Mi riferisco alla storia personale e
professionale del giudice Giovanni Falcone di cui oggi ricorre
l'anniversario della morte, a Capaci, l'attentatuni che lo
uccise assieme alla moglie Francesca Morvillo e agli uomini della sua
scorta, Vito Schifani, Antonio Montinaro e Rocco Dicillo
.
C'è l'icona Falcone, il giudice che
lottò contro la mafia, riservato, che non parlava con la stampa, che
non seguiva la cultura del sospetto.
E poi c'è la storia vera di un
magistrato che, in vita, subì ogni genere di accuse, perfino da
ambienti dell'antimafia (penso alle accuse del sindaco Orlando):
dalle lettere del corvo che lo accusavano di usare i pentiti per fare
omicidi di stato alle accuse di disturbare la quiete pubblica per il
suono delle sirene della scorta.
Falcone, che viveva sotto scorta sin
dall'inizio degli anni '80, quanto entrò nell'Ufficio Istruzione a
Palermo (ufficio poi cancellato dalla riforma penale del 1989) doveva
guardarsi le spalle da Cosa Nostra e anche dai nemici all'interno
dello Stato. Bocciato al ruolo di capo ufficio Istruzione, dopo
Caponnetto, bocciata la sua candidatura al CSM, bocciato al ruolo di
capo della Procura Nazionale Antimafia (da lui voluta quando fu
chiamato al ministero della Giustizia da Martelli).

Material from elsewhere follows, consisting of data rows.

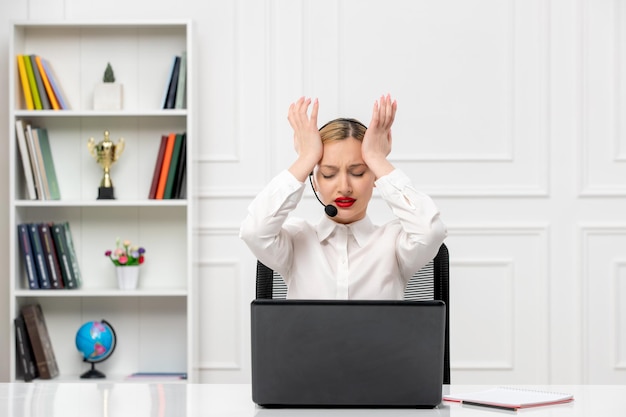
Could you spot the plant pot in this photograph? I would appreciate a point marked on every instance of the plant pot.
(107, 96)
(127, 277)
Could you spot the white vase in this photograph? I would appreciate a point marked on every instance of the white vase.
(127, 277)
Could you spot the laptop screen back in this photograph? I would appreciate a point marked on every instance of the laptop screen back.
(347, 353)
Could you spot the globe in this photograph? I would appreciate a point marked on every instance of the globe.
(96, 341)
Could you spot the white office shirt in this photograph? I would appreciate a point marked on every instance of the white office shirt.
(329, 260)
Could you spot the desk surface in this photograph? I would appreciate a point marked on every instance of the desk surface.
(51, 399)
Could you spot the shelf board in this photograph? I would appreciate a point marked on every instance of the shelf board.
(93, 113)
(102, 292)
(101, 203)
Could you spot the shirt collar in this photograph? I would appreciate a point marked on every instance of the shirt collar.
(361, 230)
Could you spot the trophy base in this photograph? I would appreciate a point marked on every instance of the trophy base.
(105, 193)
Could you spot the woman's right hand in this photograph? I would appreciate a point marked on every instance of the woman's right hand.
(306, 137)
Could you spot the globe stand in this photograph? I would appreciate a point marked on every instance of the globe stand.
(93, 373)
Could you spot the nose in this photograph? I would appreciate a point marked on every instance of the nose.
(345, 187)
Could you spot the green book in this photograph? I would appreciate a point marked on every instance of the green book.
(182, 81)
(171, 174)
(48, 162)
(63, 253)
(72, 254)
(33, 83)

Falcone, con Borsellino, dovette
rispondere di fronte al CSM per delle sue dichiarazioni alla stampa
quando, dopo il maxi processo, il famoso pool antimafia fu
smantellato.
Falcone che fu accusato, davanti a
milioni di italiani, da un giovane democristiano Salvatore Cuffaro al
Costanzo Show, di fare indagini solo per attaccare la Democrazia
Cristiana.
Indagini politiche.
Il metodo Falcone, che poi era il
metodo del Pool, inventato dal giudice Chinnici (e ripreso da quanto
aveva fatto Caselli a Torino contro il terrorismo), aveva per la
prima volta fotografato la mafia, le dato una struttura, aveva capito
il suo modo di ragionare, di prendere delle decisioni.
Aveva messo assieme tanti episodi
criminali che una volta venivano giudicati singolarmente, senza
riuscire a comprenderli.
Anche grazie al contributo di pentiti
come Buscetta, Contorno, Mannoia (l'ala perdente di Cosa nostra,
distrutta dal golpe dei corleonesi di Riina e Provenzano) il pool di
Palermo portò alla sbarra e alla condanna per ergastolo, decine di
mafiosi importanti.
Non solo, aveva capito il gioco grande del potere, di come dietro molti dei delitti politici avvenuti in
Sicilia e a Palermo dalla fine degli anni settanta (una scia di
sangue unica in Italia e al mondo) non c'era solo Cosa nostra.
Gladio, massoneria, il mondo finanziari e il mondo politico.
E quelle “menti raffinatissime”capaci di colpire l'immagine di un giudice scomodo, fargli arrivare
certi messaggi: i cadaveri lasciati davanti alle caserme dei
carabinieri come successo al prefetto Dalla Chiesa, le lettere del
corvo, l'attentato fallito all'Addaura (che si era fatto da solo,
scrissero i calunniatori).
Non c'erano solo personaggi singolari
come Totò Riina, il congato Bagarella, Bernardo Provenzano.
Ce lo dicono i buchi neri rimasti, a 28
anni di distanza, sulla strage di Capaci (e sulle stragi successive,
da quella di via D'Amelio a quelle in continente nel 1993).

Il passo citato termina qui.